Elemen Masyarakat Sambut Positif Komitmen Pemberantasan Korupsi Prabowo Gibran - Kata Papua

Elemen Masyarakat Sambut Positif Komitmen Pemberantasan Korupsi Prabowo Gibran

Facebook
Twitter
LinkedIn
WhatsApp

Oleh : Andi Wijayanto

Pemberantasan korupsi menjadi salah satu prioritas utama dalam pemerintahan Presiden Prabowo Subianto dan Wakil Presiden Gibran Rakabuming Raka. Dalam berbagai kesempatan, Presiden Prabowo menegaskan komitmennya untuk memperkuat reformasi hukum dan birokrasi guna memastikan transparansi dan akuntabilitas di semua lini pemerintahan.

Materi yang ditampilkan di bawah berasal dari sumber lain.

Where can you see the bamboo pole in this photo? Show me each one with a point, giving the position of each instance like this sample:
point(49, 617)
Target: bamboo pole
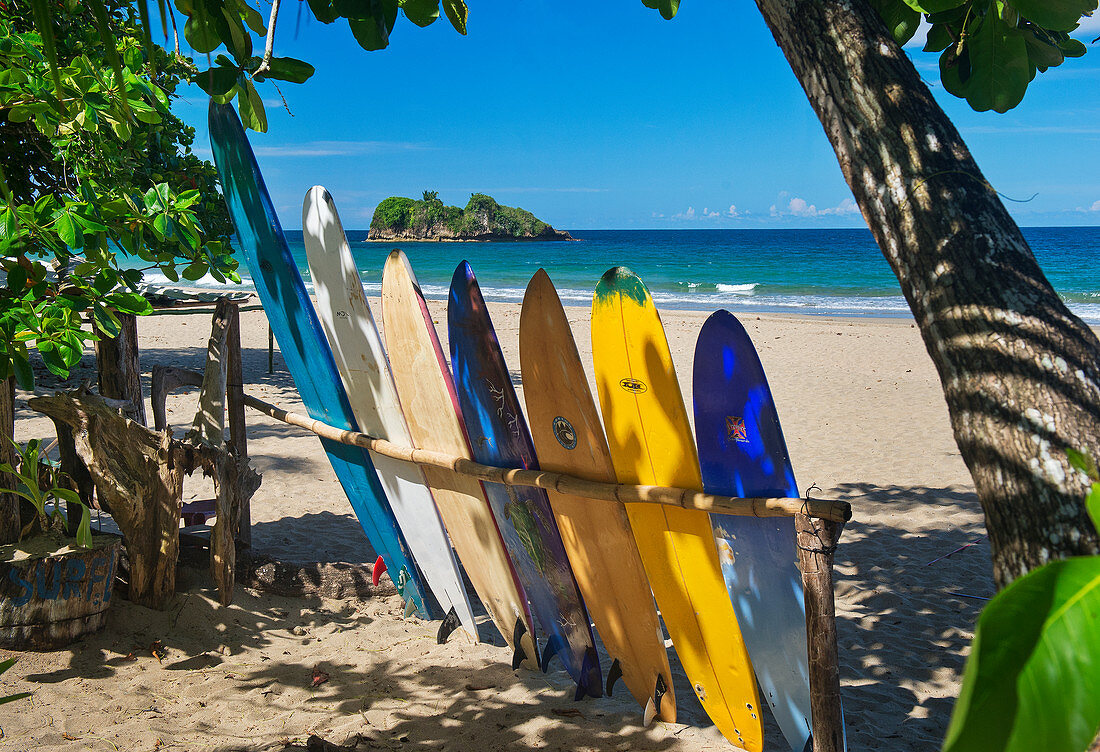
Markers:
point(827, 509)
point(816, 544)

Pendekatan ini disambut positif oleh berbagai elemen masyarakat yang optimis bahwa langkah ini akan membawa Indonesia ke arah yang lebih baik.

Komitmen pemberantasan korupsi ini sejalan dengan program “Asta Cita” yang diusung oleh pemerintahan Prabowo-Gibran. Salah satu poin penting dalam program ini adalah reformasi sistem politik dan birokrasi yang didukung dengan penegakan hukum yang tegas terhadap korupsi, kolusi, dan nepotisme (KKN).

Presiden Prabowo menggarisbawahi bahwa reformasi ini tidak hanya berfokus pada aspek hukum, tetapi juga pada pencegahan korupsi melalui tata kelola yang baik, pengawasan ketat, dan peningkatan integritas aparatur negara.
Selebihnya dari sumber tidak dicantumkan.